Sociedade

“Milhares de trabalhadores" dos super e hipermercados em greve

A greve dos trabalhadores dos super e hipermercados teve a adesão de "muitos milhares de trabalhadores" no país, revelou hoje o Sindicato dos Trabalhadores do Comércio, Escritórios e Serviços de Portugal (CESP), sem precisar a percentagem de adesão.

“Dos dados que é possível recolher, observa-se que muitos milhares de trabalhadores não se apresentaram ao trabalho, apesar das pressões, chantagens e também aliciantes oferecidos para furarem a greve”, refere o sindicato, numa nota.

Segundo o CESP, “há muitas situações de grande adesão, de tal modo que há lojas que encerraram as portas e muitas outras funcionam em condições precárias, recorrendo a pessoas que habitualmente não exercem nas placas de vendas ou contratando temporariamente trabalhadores para substituir grevistas”.

O sindicato lembrou que a greve nos super e hipermercados, armazéns e lojas especializadas foi decretada para “tornar público o descontentamento generalizado com as condições de trabalho e salariais” destes trabalhadores.

“As empresas não têm falta de dinheiro, apostam sim em desvalorizar os salários e empobrecer os trabalhadores, porque, como se observa, têm muito dinheiro para investir milhões e milhões em campanhas de baixa de preços - dumping - para destruir a concorrência e a produção agrícola, agro-industrial e industrial nacional”, acrescentou.

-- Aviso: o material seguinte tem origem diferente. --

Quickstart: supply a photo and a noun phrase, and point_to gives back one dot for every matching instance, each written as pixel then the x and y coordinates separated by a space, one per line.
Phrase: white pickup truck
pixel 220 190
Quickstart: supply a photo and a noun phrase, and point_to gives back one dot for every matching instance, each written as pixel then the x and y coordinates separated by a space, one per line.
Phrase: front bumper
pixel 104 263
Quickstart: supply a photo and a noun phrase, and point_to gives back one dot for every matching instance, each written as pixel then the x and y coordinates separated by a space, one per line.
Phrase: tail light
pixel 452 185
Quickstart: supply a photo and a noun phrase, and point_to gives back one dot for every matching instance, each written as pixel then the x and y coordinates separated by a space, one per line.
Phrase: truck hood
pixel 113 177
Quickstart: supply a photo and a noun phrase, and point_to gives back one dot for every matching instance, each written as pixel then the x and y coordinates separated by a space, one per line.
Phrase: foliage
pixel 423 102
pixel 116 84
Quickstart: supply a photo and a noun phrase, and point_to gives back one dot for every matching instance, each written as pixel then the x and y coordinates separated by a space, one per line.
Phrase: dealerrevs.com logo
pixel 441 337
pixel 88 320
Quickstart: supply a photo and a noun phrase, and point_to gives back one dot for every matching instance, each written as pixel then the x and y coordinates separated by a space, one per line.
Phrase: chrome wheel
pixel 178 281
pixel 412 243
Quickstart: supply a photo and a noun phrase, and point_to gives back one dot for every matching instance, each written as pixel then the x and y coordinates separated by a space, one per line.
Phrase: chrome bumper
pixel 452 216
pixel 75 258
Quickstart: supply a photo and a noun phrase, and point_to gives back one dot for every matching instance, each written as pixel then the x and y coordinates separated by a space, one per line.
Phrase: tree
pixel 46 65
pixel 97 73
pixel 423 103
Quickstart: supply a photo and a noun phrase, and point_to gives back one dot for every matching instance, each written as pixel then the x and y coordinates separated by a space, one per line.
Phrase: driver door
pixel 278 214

O CESP realçou que os trabalhadores pretendem “rejeitar as propostas das empresas para reduzir rendimentos e empobrecer mais trabalhadores, desorganizar ainda mais a vida pessoal e familiar, tornar ainda mais penosa a vida de quem trabalha no sector e agravar ainda mais as condições que deterioram a saúde através de horários ainda mais flexíveis e desregulados”.

Exigir “a actualização dos salários com base nos valores médios praticados” e “que os operadores de armazém das logísticas, das cadeias de distribuição, sejam enquadrados nos mesmos níveis de qualificação dos operadores de loja, com os mesmos níveis salariais”, são outras das exigências.

Nos últimos anos, o CESP tem emitido pré-aviso de greve para o 1.º de Maio, para dar a possibilidade aos trabalhadores dos super e hipermercados de comemorarem o Dia do Trabalhador, mas, este ano, o objectivo da greve não será apenas esse "porque tem a ver com a situação laboral especifica destes” funcionários.